14.04.2010 | 20:57 Uhr
Ehrenamtliche mit Ehrgeiz und Elan

Hattingen. Margot Dröge ist seit 30 Jahren Vorsitzende des Turnvereins Hattingen.

„Wenn die Arbeit im Vorstand mir einmal gleichgültig werden sollte, dann hoffe ich auf eine Nachfolgerin“, sagt Margot Dröge. Aber noch will die 62-jährige Vorsitzende des Turnvereins Hattingen weder hoffen noch aufhören. Zu sehr schätzt sie die vielen Möglichkeiten zur Gestaltung. Auch nach 30 Jahren im Vorstand mit 470 Mitgliedern und 15 Übungsleitern. „Das Ehrenamt hat mir viel gegeben – viel Wissen und Erfahrung“, sagt das Gründungsmitglied.

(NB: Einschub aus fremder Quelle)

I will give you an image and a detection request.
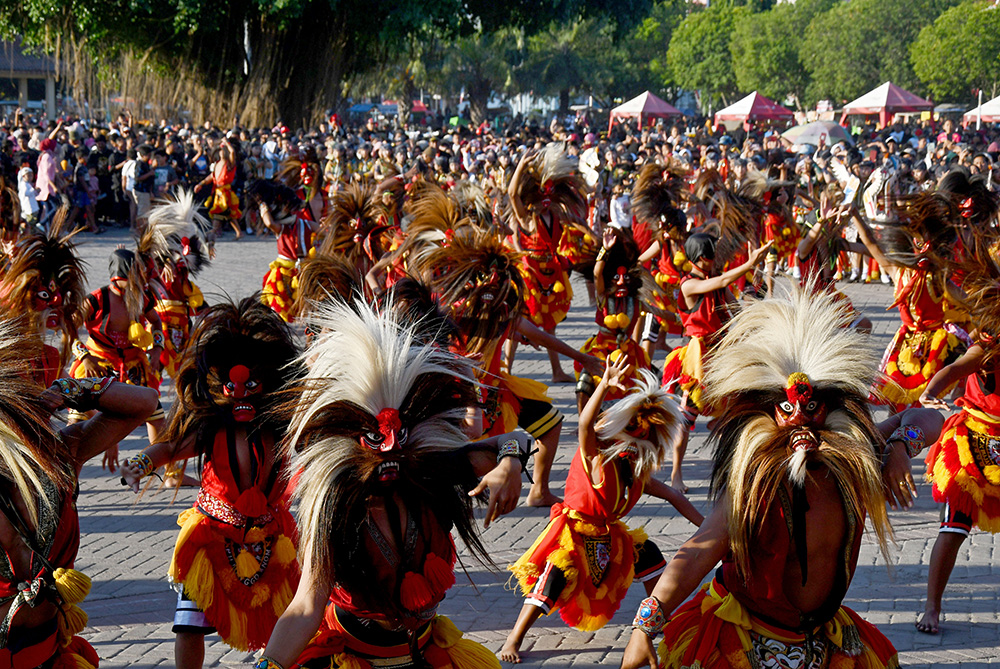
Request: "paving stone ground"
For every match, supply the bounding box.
[70,232,1000,669]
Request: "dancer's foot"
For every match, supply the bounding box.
[524,490,562,507]
[916,611,941,634]
[670,474,688,495]
[497,632,521,664]
[552,369,576,383]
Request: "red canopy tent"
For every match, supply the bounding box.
[840,81,934,128]
[715,91,795,129]
[608,91,684,132]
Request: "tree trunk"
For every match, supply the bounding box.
[559,88,569,116]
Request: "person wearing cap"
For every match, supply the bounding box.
[35,137,62,230]
[663,231,773,492]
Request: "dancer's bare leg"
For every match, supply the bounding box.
[916,532,965,634]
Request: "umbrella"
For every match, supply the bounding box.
[781,121,854,146]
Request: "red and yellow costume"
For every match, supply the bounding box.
[516,212,573,332]
[69,286,162,392]
[509,451,648,631]
[208,159,241,221]
[459,336,562,437]
[0,486,98,669]
[926,369,1000,533]
[573,294,649,401]
[170,429,299,650]
[875,269,963,411]
[153,272,205,378]
[260,197,315,322]
[653,247,691,336]
[663,274,729,410]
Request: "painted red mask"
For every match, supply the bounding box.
[222,365,261,423]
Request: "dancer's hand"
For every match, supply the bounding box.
[469,452,524,528]
[101,444,118,474]
[919,390,951,411]
[882,441,917,509]
[622,629,658,669]
[602,353,632,390]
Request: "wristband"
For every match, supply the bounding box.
[50,377,115,412]
[632,597,667,639]
[497,439,538,484]
[125,451,156,479]
[888,425,924,458]
[70,339,90,360]
[253,655,285,669]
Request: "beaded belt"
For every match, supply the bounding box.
[198,490,274,527]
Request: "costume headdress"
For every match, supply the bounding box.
[290,253,364,318]
[0,209,87,365]
[283,300,489,620]
[320,183,389,268]
[517,143,587,220]
[160,295,300,453]
[703,286,891,577]
[139,190,209,275]
[595,369,684,480]
[0,319,75,523]
[417,226,525,352]
[631,158,687,243]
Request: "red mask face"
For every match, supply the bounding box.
[774,372,826,451]
[222,365,261,423]
[31,279,62,330]
[361,408,409,483]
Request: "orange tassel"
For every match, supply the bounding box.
[399,571,434,611]
[424,553,455,595]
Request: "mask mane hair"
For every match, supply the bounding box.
[0,319,75,526]
[595,369,685,481]
[282,300,491,618]
[703,285,892,573]
[158,293,302,455]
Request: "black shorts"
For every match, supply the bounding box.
[524,539,667,614]
[517,399,563,439]
[938,503,972,537]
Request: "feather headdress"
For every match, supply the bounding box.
[632,158,686,243]
[517,143,587,220]
[283,300,489,620]
[0,319,75,524]
[703,286,891,573]
[595,369,685,481]
[139,190,209,275]
[319,183,388,268]
[160,294,301,454]
[417,226,525,352]
[0,209,87,366]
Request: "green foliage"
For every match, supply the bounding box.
[800,0,958,103]
[729,0,837,103]
[667,3,750,105]
[910,0,1000,101]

Anfang 1980, Jahreshauptversammlung: Kassiererin Margot Dröge übernimmt den Vorsitz, nachdem Inge Jansen das Amt zehn Jahre ausgeübt hat. „Ich wollte dass es weiter geht“, sagt sie. Mit Elan und guten Ideen seien sie gestartet, gründen neue Turn-Gruppen für Mutter und Kind sowie für Senioren. „Die Junggebliebenen“, gibt es heute noch. Später turnen auch Männer mit: in der Gruppe „Er & Sie“. Bis 1988 steigt die Zahl der Mitglieder von 170 auf 270. Inzwischen ist Margot Dröge eingearbeitet und bildet sich für die Vereinsführung weiter fort.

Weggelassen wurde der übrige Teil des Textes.